The KJV was formally edited and revised four times; what we know today as the KJV was actually the revision of 1769. I guess after God went to all that trouble to dictate His Bible to James VI, he had to whisper some final edits in the ear of George III (or perhaps they were a hallucination from one of George's bouts with porphyria).

That's the story of the translation of the Authorized Version of the Holy Bible, also known as the King James Version.





Now, though, it's time for my Paul Harvey-esque "rest of the story."
James's sexual orientation was so widely known that Sir Walter Raleigh joked about it in public saying "King Elizabeth" had been succeeded by "Queen James."

—Catherine D. Bowen, The Lion and the Throne

James, the married father of eight, had a long and historically well-documented history of preferring men to women in the royal bedchamber. From the time he was thirteen and king of Scotland, he took up with the French nobleman Esmé Stewart, eventually making him the first Duke of Lennox. Reports of the time said James was "in such love with him as in the open sight of the people oftentimes he will clasp him about the neck with his arms and kiss him."

In England, he developed a relationship with Robert Carr, who was noted for his "handsome appearance as well as his limited intelligence," eventually making him the first Earl of Somerset. When Carr wanted to marry a married woman, the king arranged for the divorce and annulment. Their relationship cooled considerably when the earl began to prefer the company of his wife to that of the king.

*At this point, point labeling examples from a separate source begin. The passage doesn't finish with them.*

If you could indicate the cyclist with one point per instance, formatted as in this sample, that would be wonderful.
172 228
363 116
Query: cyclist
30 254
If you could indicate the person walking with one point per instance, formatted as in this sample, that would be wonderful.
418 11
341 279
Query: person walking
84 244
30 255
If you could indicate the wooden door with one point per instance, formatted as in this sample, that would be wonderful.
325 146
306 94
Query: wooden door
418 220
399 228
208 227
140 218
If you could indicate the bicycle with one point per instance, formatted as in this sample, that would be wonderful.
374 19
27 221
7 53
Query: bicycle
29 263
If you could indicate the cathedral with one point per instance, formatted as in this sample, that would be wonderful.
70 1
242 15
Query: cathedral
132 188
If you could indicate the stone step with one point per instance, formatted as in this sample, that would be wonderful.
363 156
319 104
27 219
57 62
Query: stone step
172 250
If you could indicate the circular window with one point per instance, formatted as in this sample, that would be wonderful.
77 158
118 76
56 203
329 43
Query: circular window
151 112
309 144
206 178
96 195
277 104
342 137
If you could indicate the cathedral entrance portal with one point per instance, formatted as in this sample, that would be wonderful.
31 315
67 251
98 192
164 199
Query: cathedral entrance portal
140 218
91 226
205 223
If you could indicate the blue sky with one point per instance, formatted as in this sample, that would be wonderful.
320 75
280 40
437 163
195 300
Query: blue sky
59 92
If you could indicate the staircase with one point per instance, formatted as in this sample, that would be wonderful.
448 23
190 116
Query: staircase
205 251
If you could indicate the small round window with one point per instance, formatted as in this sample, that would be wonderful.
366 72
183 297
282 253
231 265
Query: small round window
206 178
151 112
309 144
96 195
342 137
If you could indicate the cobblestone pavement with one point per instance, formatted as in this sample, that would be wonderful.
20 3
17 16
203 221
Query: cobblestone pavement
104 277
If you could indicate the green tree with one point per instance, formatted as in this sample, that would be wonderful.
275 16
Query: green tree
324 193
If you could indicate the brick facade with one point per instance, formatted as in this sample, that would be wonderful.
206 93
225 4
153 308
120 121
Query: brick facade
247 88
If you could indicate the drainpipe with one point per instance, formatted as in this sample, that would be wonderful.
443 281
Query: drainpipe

About that time, the king met George Villiers, who was said to be exceptionally handsome, intelligent and honest. The king knighted Villiers, and then eight years later created him as first Duke of Buckingham; Villiers was the first commoner in over a century to have been created a duke. Their relationship was widely known, even by the queen, who had a friendship with Villiers and they carried on a lot of written correspondence. When the king finally died in 1625, the Duke of Buckingham was at his side.

So, there you have the rest of the story: the King James Version was the world's first gay Bible.